Hostnames will appear in text files and other electronic documents in
a variety of encodings, not just Unicode. They may have undergone
arbitrary transcoding in the past. In order to do a lookup on those
hostnames, they must eventually be transcoded to Unicode. If that
transcoder is not required to output normalization form KC, then it
could very easily produce a bad name.
Not all the precomposed characters that exist in Unicode 3.0 existed in
earlier versions. There are probably some transcoders still in use that
cannot produce good names because they were written before the required
code points were assigned. And those transcoders may be perfectly
adequate for their intended purpose, which may be competely unrelated to
domain names.
Therefore, an application that is concerned with domain names would be
wise not to make assumptions about Unicode text that is handed to it,
but instead to perform its own normalization.
> Now, are you claiming that the usual keyboard interface in some locale
> will produce an e followed by a combining acute accent?
In most locales the keyboard interface doesn't produce Unicode at all,
so we also have to consider how the transcoding is performed.

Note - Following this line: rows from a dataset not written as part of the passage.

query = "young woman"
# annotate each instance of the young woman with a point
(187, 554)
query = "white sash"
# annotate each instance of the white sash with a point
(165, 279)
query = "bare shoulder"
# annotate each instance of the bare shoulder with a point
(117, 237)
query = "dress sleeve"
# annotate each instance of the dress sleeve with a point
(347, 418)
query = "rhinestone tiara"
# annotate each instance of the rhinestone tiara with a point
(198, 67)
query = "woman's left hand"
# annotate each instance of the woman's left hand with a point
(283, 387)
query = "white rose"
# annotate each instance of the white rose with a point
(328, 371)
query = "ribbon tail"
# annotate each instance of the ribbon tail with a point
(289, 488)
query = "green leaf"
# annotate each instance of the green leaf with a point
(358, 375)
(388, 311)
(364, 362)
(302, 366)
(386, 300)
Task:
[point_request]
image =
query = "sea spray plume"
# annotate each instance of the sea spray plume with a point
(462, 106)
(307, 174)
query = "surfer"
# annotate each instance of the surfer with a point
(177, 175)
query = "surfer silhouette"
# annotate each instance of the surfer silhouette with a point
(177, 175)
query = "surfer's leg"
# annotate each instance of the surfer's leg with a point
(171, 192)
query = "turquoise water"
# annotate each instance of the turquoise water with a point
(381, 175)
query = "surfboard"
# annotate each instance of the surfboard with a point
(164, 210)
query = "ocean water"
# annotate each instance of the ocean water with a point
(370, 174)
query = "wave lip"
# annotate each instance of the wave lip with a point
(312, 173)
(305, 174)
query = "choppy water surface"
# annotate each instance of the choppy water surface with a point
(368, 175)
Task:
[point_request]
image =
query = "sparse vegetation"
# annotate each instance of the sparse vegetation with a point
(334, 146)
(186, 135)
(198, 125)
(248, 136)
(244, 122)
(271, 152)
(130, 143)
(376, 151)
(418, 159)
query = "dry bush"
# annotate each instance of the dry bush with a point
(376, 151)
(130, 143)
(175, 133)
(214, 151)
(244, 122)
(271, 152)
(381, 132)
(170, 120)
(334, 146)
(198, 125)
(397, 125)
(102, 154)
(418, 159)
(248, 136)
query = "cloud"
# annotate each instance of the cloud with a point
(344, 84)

Keyboard interfaces are used to input text for many many purposes. I
think it would be very presumptuous to think that one narrow purpose,
domain names, should dictate how keyboard interfaces must work.
And as I mentioned above, keyboards are not the only sources of domain
names.
At the end of the day, whether the IETF requires nameprep or not, they
can't hold a gun to anyone's head; people will still be able to write
applications that neglect to do nameprep. But I bet those applications
will cause headaches for users when they occasionally fail in very
mysterious ways (because the user cannot distinguish bad names from good
names).
AMC